Mit zwei Multimegawatt Windkraftanlagen in Potzneusiedl wurde im Mai 2011 die zweite Wind-Initiative gestartet. Insgesamt wurden von der Burgenland Energie rund 800 Mio. €[3] in den Ausbau der Windenergie investiert. Mit diesen Investitionen wurde erreicht, dass ab 2013 im Land so viel Strom aus Windenergie erzeugt wird, wie das Jahr über im Burgenland verbraucht wird. Außerdem flossen 90 Mio. € in den Ausbau der Netzinfrastruktur.
Unternehmensgruppe
- BE Vertrieb GmbH & Co KG
Der Vertrieb von Strom und Erdgas sowie die Energiebeschaffung sind in dieser Tochter angesiedelt.
- BE Solution GmbH
BE Solution GmbH beliefert Kunden mit thermischer Energie (Wärme) aus verschiedenen Technologien (Erdgas, Pellets, Wärmepumpe etc.) sowie mit Strom aus Photovoltaikanlagen. Weiters steht die Errichtung und Betriebsführung von komfortablen und umweltfreundlichen Gesamtlösungen für Heiz-, Kälte-, Photovoltaik- und Lichtanlagen im Fokus sowie die effiziente Entwicklung der E-Mobilität im Burgenland inklusive des laufenden Ausbaus der Ladeinfrastruktur.
- BE Energy GmbH
In der Sparte Erneuerbare Erzeugung werden die Bereiche Photovoltaik, Windkraft, Wasserkraft, Biomasse inklusive Biomassenetze gebündelt.

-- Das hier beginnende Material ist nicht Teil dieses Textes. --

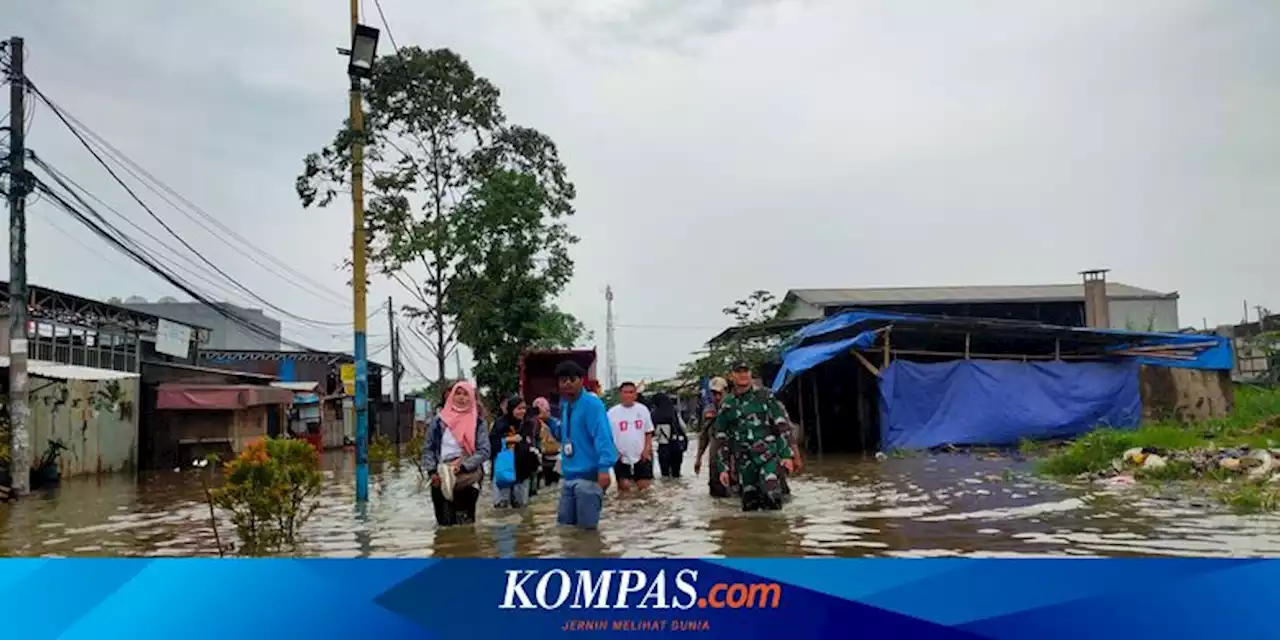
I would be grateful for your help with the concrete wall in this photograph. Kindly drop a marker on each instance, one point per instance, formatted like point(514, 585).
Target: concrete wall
point(225, 333)
point(1142, 315)
point(96, 420)
point(1185, 394)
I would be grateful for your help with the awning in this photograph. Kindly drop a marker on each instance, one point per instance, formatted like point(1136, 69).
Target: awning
point(218, 397)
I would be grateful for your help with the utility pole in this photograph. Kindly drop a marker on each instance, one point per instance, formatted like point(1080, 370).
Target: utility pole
point(611, 352)
point(19, 448)
point(359, 275)
point(396, 368)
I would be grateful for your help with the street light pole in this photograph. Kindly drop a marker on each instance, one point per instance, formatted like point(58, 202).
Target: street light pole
point(19, 447)
point(359, 246)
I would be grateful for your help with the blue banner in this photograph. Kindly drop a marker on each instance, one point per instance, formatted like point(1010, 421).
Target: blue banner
point(786, 599)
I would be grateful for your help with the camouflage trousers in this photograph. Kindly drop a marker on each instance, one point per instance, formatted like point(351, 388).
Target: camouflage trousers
point(759, 475)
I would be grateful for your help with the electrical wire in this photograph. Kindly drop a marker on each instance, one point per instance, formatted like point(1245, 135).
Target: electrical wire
point(165, 225)
point(97, 224)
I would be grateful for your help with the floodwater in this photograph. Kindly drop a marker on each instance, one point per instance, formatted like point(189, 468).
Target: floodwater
point(950, 504)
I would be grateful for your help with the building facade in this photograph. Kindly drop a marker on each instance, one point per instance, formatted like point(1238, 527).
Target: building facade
point(224, 333)
point(1063, 305)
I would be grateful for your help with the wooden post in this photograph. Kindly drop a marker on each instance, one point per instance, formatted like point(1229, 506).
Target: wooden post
point(800, 403)
point(887, 333)
point(817, 412)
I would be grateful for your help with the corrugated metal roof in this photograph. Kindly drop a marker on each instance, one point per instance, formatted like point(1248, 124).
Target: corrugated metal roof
point(298, 387)
point(978, 293)
point(60, 371)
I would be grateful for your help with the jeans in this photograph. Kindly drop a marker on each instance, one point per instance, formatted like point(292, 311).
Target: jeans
point(581, 502)
point(513, 496)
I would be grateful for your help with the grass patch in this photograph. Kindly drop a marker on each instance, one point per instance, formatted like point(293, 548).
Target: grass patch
point(1255, 423)
point(1251, 497)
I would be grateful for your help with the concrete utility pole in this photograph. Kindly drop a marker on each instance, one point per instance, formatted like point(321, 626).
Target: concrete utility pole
point(359, 275)
point(396, 368)
point(611, 356)
point(19, 448)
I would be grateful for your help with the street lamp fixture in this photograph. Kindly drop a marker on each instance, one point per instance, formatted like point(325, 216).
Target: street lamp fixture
point(364, 50)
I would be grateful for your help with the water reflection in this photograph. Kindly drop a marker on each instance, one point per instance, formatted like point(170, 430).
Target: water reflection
point(954, 504)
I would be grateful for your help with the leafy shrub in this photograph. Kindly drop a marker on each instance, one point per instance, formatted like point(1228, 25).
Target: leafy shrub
point(270, 489)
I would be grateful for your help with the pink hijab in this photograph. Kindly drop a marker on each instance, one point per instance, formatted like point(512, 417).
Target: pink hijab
point(462, 423)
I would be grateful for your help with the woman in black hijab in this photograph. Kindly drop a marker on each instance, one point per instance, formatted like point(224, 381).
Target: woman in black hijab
point(516, 430)
point(670, 434)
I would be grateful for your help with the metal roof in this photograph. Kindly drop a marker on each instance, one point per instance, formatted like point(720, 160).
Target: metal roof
point(60, 371)
point(976, 293)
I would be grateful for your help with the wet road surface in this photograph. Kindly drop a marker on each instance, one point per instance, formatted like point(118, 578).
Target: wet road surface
point(952, 504)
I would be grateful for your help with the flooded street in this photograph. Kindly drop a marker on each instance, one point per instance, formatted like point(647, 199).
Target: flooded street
point(952, 504)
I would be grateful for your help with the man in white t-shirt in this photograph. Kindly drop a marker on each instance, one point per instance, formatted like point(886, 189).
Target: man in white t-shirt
point(632, 435)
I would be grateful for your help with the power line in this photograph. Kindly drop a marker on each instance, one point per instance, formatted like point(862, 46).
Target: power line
point(131, 248)
point(165, 225)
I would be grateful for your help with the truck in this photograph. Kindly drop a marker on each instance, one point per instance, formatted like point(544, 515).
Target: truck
point(538, 374)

Im Detail: Neben dem Ausbau der Flächen-PV-Anlagen sowie dem Betrieb, dem weiteren Ausbau und Repowering von Windenergieanlagen betreibt das Tochterunternehmen das Wasserkraftwerk Pinkafeld sowie Biomasseanlagen. Der Bereich Biomasse ist in einem Tochterunternehmen, der BE Energy GmbH, angesiedelt.
- BE Technology GmbH
BE Technology GmbH entwickelt Digitallösungen und ermöglicht die dafür nötige Breitbandinfrastruktur im Burgenland. Vier Arbeitsfelder stehen im Mittelpunkt: Die Entwicklung innovativer, digitaler Produkte / Services für Privatkunden, Unternehmen und Gemeinden. Die Betreuung einer digitalen Produkt- und Serviceplattform sowie einer Community. Die Steuerung von Digitalisierungsprojekten der Burgenland Energie. Die Koordination des weiteren Breitbandausbaus, um jeden burgenländischen Haushalt bis 2030 mit „High-Speed-Breitband“ zu versorgen.
- Netz Burgenland GmbH
Die Netz Burgenland GmbH betreibt, errichtet und hält das burgenländische Strom- und Gasnetz instand.
- BE Service GmbH
Von diesem Tochterunternehmen werden hauptsächlich interne Serviceleistungen für die Burgenland Energie erbracht. Zusätzlich werden technische Dienstleistungen im energiewirtschaftsnahen Bereich (z. B. für Netze und Erzeugung) angeboten.
- BE Finance GmbH
Unternehmensgegenstand: Vermögensverwaltung
Erneuerbare Energie
Burgenland Energie betreibt seit 1997 Windenergieanlagen und ist führend in der Erzeugung von Windenergie in Österreich. Seit 2022 ist das Unternehmen führend im Bereich der Photovoltaik in Österreich.[4]
Netzausbau
Am 6. April 2023 wurde der Baustart der Mittelburgenland-Leitung berichtet. Sie verläuft vom Umspannwerk Oberpullendorf zum UW Rotenturm, auf 3/4 der Strecke auf der Trasse des 380-kV-Hochspannungsrings der Austrian Power Grid (APG). Das Projekt wurde im UVP-Verfahren nicht beeinsprucht.[5][6]